Sometimes I feel like a criminal. Sometimes I get parking tickets for somewhat exorbitant amounts of money (at least they add up), and sometimes I get pulled over to make sure I have my papers – license and registration. Being on the road so much, it is also very easy to see that many others are subjected to these checks – to these methods of revenue-generation.
Our police force, sheriffs, and state patrol are a group of men and women who are charged with (swearing an oath upon) some means of serving and protecting the people who they live amongst. Unfortunately, it oftentimes seems like their purpose is to write as many tickets as they can for as many statutory (not constitutional) laws that are created at a local, state, and federal level. It is more about revenue-generation that serving and protecting.
More than once I have seen a law enforcement officer speed by someone on the side of the road who is obviously having a problem to go and write a ticket to someone else. Maybe the ticket is for speeding, for not wearing a seat belt, for expired tags, for a burnt-out headlight, for no insurance – but whatever the reason, it is not to “serve and protect” – it is to generate revenue. Yeah, maybe if the person is going 20 MPH over the speed limit – they may be endangering others, but how often does that happen? Most of the time, people get pulled over and written tickets for crimes that are by no means crimes. We are not criminals, and it is a shame that we are starting to feel that way.

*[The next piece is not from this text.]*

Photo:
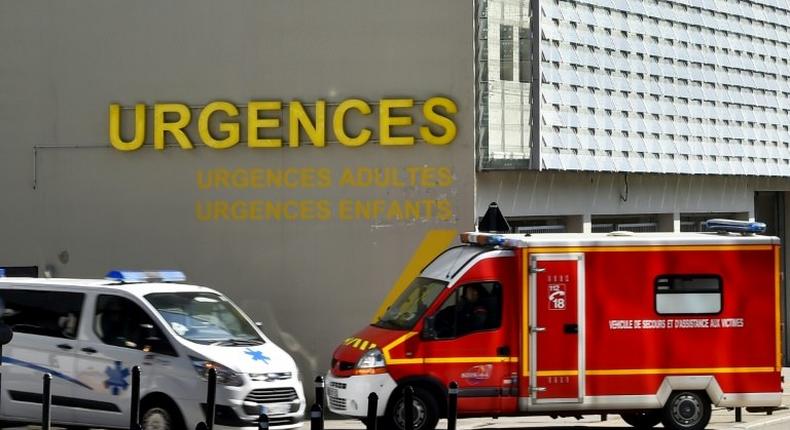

I had a very pleasant experience one time with an officer who really was trying to “serve and protect”. My infraction was minor, he was kind and courteous, and just warned me that others in his field may not be so kind. For the first time I did not feel intimidated by the law (as well as I shouldn’t because I am not a criminal), but I actually wanted to participate in the process. To serve and protect – why is that not painted on our law enforcement vehicles anymore? And I mean OUR vehicles – it is our taxpayer money that pays for those police cars, and pays for the salaries of the law enforcement officers. They are OUR public servants – and should be serving us by protecting us from real criminals – from people who threaten the life and limb of the American public.